May 2, 2019

Scientists turn up the (body) heat on electronic skins

Researchers at the ARC Centre of Excellence for Electromaterials Science lead the way in utilising thermoelectric generators as a potential power supply for synthetic skins

A team led by Professor Jun Chen from the ARC Centre of Excellence for Electromaterials (ACES) and the University of Wollongong’s Intelligent Polymer Research Institute (IPRI) has released a new protocol to print compatible power supply for electronic skins (E-skins).

E-skins are artificial skin-type electronic devices, which hold great promise for the establishment of wireless health monitoring systems, and in applications in limb prostheses, soft robotics, and artificial intelligence. These synthetic skins can mimic the sensory and self-healing functionalities of natural skin, monitor vital signs, and deliver diagnosis remotely.

To date, however, the lack of ultrathin, stretchable and reliable power sources has dramatically hindered the commercial application of E-skins.

In a paper published the June 2019 issue of Joule, the research team proposes that the continually released thermal energy from our body provides a plausible solution to power the miniaturised sensors and circuits in E-skins.

The ACES researchers in conjunction with researchers from the University of New South Wales, the Nagoya Industrial Science Research Institute (Japan), King Abdulaziz University (Saudi Arabia) and Kyung Hee University (Korea). The research team also included Dr Ruoming Tian (UNSW), Dr Yuqing Liu (ACES and IPRI) and Professor Kunihito Koumoto (NISRI).

While most traditional thermoelectric generators are rigid, the team has proposed a device design where formulated inks are printed directly on a soft biocompatible substrate with pre-patterned electrodes that provide an opportunity to capture body heat for energy purposes.

The protocol utilises inks that can be tailored and customised to allow the production of a flexible, ultrathin generator that can conform well to the skin to potentially enable seamless integration into existing E-skins. The device features an induced thermal barrier and heat absorber, which will enable the generation of temperature gradients and convert body heat into electricity.

Dr Yuqing Liu in the lab wearing a thermoelectric generator.

Professor Chen said the team had discovered some exciting advancements in creating a flexible, effective thermoelectric generator to power E-skins.

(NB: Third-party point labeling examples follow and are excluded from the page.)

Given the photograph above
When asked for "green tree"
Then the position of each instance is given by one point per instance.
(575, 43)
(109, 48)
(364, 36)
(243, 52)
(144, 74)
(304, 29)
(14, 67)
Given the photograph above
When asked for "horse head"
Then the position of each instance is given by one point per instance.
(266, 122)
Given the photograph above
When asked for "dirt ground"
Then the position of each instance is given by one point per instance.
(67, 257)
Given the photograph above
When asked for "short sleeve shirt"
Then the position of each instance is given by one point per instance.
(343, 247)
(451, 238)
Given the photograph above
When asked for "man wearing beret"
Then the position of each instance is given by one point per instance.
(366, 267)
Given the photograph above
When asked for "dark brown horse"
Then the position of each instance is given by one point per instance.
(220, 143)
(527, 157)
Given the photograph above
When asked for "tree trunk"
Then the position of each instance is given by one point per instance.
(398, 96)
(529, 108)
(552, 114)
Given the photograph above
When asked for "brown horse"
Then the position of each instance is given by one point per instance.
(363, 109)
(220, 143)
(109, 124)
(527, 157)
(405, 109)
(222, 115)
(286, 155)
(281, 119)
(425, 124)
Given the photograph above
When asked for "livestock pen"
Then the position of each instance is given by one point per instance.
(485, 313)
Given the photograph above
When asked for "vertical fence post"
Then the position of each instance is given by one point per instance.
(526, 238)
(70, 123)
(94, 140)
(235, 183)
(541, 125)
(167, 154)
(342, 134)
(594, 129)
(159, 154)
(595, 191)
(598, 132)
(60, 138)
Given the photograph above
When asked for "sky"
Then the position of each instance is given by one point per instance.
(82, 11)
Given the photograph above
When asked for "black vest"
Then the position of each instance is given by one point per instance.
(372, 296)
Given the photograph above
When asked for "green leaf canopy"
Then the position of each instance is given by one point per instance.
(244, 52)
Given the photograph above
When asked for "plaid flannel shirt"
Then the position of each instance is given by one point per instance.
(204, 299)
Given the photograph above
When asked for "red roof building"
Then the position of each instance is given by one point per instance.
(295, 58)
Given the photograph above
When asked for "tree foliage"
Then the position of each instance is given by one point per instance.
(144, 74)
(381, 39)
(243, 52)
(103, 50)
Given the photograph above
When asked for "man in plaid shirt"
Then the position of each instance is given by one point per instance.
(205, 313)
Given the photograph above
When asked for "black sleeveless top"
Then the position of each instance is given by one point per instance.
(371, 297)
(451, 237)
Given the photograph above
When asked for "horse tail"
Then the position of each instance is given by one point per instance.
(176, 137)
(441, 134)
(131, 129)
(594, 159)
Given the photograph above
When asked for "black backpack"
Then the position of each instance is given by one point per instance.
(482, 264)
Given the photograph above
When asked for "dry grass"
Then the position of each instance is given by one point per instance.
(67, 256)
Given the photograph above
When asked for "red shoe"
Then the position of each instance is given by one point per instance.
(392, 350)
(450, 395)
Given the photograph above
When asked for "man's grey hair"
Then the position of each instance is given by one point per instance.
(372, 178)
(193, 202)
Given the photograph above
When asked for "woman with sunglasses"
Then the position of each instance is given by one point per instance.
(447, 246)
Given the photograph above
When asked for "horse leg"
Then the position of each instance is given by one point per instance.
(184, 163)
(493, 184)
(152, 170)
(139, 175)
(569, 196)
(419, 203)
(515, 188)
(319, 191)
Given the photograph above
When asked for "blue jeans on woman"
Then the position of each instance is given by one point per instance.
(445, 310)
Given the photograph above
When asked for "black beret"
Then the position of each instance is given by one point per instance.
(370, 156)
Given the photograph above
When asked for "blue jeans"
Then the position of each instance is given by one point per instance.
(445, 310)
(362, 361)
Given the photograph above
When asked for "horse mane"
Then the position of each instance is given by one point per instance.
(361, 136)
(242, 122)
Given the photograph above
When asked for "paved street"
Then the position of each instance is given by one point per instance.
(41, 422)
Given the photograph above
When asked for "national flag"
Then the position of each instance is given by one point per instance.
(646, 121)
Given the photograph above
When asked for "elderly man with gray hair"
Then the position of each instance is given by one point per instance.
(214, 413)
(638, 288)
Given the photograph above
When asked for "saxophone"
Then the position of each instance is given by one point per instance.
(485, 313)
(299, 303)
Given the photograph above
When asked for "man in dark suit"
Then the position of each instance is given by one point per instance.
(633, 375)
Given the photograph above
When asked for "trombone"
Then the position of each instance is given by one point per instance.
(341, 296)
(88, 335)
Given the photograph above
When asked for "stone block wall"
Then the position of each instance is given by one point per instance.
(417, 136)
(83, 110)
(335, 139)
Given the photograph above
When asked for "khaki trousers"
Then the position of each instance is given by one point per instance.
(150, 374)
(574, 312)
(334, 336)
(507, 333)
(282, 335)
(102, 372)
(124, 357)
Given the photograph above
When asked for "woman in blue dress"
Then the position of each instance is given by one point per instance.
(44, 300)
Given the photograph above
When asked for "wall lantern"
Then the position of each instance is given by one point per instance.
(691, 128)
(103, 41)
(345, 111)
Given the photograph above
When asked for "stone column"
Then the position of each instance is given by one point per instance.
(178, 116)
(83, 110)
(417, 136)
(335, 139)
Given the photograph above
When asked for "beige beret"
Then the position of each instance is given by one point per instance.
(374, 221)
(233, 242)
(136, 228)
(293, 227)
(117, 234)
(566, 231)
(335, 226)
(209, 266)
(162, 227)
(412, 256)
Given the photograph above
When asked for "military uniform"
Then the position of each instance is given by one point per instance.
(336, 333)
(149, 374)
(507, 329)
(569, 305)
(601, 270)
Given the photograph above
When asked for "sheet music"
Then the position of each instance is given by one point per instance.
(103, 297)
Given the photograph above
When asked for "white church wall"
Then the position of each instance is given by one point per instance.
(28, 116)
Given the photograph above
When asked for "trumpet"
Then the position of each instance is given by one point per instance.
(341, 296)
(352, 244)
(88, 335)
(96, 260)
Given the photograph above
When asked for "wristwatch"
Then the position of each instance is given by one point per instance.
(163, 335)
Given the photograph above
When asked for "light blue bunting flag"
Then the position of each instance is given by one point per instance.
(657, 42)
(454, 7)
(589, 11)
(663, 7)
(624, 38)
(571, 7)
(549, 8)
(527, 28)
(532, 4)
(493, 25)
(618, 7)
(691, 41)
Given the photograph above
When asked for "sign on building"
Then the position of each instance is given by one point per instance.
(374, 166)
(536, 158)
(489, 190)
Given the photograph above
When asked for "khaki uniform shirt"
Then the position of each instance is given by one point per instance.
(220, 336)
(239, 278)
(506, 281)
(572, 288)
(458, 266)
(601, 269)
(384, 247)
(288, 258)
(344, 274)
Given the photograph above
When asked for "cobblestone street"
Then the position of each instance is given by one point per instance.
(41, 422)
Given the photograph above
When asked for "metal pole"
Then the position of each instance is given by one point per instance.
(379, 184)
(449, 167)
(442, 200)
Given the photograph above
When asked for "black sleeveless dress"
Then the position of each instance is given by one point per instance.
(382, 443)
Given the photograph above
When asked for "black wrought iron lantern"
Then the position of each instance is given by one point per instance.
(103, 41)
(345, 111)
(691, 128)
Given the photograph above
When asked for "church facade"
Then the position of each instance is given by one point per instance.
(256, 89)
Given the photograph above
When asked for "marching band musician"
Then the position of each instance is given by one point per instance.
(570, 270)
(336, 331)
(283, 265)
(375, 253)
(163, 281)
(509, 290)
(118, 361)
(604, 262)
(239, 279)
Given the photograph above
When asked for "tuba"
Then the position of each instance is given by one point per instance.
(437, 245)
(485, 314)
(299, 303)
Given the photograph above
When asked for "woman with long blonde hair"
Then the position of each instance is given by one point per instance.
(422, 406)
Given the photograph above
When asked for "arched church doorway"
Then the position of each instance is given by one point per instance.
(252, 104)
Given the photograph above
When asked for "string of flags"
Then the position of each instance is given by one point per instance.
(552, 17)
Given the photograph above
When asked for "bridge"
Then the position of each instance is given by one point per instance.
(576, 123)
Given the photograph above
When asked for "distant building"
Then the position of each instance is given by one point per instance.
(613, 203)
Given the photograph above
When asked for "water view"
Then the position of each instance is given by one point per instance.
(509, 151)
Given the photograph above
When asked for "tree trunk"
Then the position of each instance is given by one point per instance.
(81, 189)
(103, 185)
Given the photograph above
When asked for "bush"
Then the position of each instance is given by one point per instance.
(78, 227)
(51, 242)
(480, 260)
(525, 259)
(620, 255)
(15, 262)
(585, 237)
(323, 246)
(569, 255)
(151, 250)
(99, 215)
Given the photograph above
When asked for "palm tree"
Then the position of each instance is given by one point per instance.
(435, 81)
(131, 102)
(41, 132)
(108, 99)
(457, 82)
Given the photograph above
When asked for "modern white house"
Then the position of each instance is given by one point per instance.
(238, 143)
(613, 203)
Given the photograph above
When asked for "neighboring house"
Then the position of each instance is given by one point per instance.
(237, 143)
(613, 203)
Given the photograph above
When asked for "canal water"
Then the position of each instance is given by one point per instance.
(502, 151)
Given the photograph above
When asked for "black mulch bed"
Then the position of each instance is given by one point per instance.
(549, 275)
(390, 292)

“Our proposal to use ink-based materials allows the integration of power supply and energy storage in a cost-effective way, and is a step in the right direction towards the field of wireless health monitoring and diagnosis,” Jun said.

“In particular, we found that solution-processable semiconducting materials can be formulated into inks and adapted for scale-up production.

“Further, the solution processability of these materials allows for the ink parameters such as active material loading, shear viscosity and surface tension to be carefully controlled, and provides solutions to some of the current barriers in thermoelectric devices in terms of flexibility, material degradation and low-power generation.”